Indessen läuft die Auftragsabwicklung hinter der verschlossenen Tür auf Hochtouren. Per Telefon, E-Mail und Internetshop (letzterer verfügt über einen umfassenden Katalog) gehen Kundenbestellungen ein. Titel, die nicht am Lager sind, müssen beim Grossisten bestellt werden, der am nächsten oder übernächsten Tag liefert. Wenn alles verfügbar ist, werden Papiertüten mit Büchern gefüllt, Rechnungen geschrieben, Botentouren für die Zustellung beim Kunden zusammengestellt und ein Großteil der Aufträge vor der Tür in Kisten zur Abholung bereitgestellt, nach Kundennamen sortiert.

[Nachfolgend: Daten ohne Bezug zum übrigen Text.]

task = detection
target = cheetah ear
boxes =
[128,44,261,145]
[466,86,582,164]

Barzahlung ist nicht möglich, Geschäftsführer Daniel Bogdanov hofft aber auf zeitnahe Überweisung der Rechnungsbeträge. Lediglich das Geld für Glückwunsch- und Grußkarten, die im Ständer vor dem Eingang angeboten werden, kann abgezählt in ein buntes Sparschwein eingeworfen werden. Bogdanov vertraut seinen Kunden und die setzen auf ihn, wollen ihre Buchhandlung mit dem ambitionierten Angebot nicht im Corona-Regen stehen lassen.“

Auch andere Buchhandlungen bieten einen ähnlichen Kundendienst an.